Fridman, who also resigned as a LetterOne director this year, said his involvement with Uber also was minimal.

"Except for my very short meeting with Kalanick, I was not involved with the Uber investment or with any lobbying," Fridman said in a recent interview.

A spokesperson for LetterOne also said the company did not engage in any lobbying, and the decision to hire any lobbyist was Uber's.

"L1 became a modest strategic investor in Uber's multibillion-dollar funding round on the basis of Uber's potential in Asia and Russia," the spokesman said.

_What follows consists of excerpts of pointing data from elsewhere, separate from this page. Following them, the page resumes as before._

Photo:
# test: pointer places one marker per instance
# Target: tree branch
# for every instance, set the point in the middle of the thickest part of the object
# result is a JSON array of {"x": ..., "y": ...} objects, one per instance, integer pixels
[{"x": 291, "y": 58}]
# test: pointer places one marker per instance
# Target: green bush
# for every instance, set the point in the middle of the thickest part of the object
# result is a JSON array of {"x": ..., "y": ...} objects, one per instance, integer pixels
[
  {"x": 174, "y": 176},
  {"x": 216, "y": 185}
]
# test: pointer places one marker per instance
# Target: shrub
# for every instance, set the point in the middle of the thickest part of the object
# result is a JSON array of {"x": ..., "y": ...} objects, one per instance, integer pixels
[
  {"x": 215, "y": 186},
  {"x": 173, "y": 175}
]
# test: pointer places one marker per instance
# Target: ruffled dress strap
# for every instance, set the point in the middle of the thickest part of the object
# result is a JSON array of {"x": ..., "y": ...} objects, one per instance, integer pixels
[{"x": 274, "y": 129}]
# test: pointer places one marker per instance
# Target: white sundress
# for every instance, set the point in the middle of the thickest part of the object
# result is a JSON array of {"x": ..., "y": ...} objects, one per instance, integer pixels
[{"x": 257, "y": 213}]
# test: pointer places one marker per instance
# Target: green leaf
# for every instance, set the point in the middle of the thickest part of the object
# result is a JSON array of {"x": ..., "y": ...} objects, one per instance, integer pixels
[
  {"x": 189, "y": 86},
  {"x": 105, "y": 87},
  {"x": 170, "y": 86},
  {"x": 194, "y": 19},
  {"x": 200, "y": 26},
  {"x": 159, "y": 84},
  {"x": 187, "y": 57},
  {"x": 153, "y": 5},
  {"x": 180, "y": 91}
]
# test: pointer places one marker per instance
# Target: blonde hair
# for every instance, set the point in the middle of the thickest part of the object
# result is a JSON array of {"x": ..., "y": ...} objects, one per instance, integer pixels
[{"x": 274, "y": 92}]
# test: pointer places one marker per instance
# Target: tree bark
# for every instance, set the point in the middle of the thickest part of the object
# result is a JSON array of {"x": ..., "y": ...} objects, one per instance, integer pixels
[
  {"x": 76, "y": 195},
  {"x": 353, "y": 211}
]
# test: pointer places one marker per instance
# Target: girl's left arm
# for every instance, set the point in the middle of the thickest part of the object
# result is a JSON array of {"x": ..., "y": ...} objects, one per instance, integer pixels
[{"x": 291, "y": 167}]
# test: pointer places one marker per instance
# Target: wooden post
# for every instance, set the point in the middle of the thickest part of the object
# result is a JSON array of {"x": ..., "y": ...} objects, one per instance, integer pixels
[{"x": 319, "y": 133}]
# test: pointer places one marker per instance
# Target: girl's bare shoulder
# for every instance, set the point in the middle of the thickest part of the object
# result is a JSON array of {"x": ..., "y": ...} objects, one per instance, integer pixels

But to Uber leaders, the partnership quickly proved its worth. Within weeks, they were crediting LetterOne and Sberbank with helping Uber and the Moscow authorities reach an operating agreement, emails show, easing one major source of pressure on the company. Uber agreed to use cars with taxi licences and share some data with the local government but avoided requirements such as having to operate yellow vehicles.

With allies in place and the Moscow authorities at bay, MacGann and one of Uber's outside advisers began crafting a strategy in a document titled "taming the bear." The focus was passing a favourable federal law through the Duma that would allow Uber to grow relatively unchecked by limiting the power of regional authorities to require cars of a particular color or cap the number of taxi licences.

"The team believes that we should get organised, and fast, for an effective and comprehensive all-out lobbying campaign," they wrote in a draft memo outlining the plan.

Experts on Russian politics said Aven and Fridman's influence by 2016 was likely not substantial, but Uber's leaders were optimistic nonetheless. In an email, MacGann described the men as being part of a circle of the top 20 people who mattered in Russia.

"Having allies such as Aven, Gref and Fridman is quite unprecedented for a foreign (and US to boot) business seeking to disrupt the status quo in Russia and generate substantial income," MacGann wrote.

The new investors from LetterOne were keen to help - with one addition.

They proposed having Vladimir Senin, an executive at a bank they also ran, serve as Uber's lobbyist at a cost of US$50,000 a month, according to emails among Uber leaders describing the pitch. The proposal troubled Uber's leadership team, including Whetstone, who urged colleagues in emails to be sure they considered other consultants.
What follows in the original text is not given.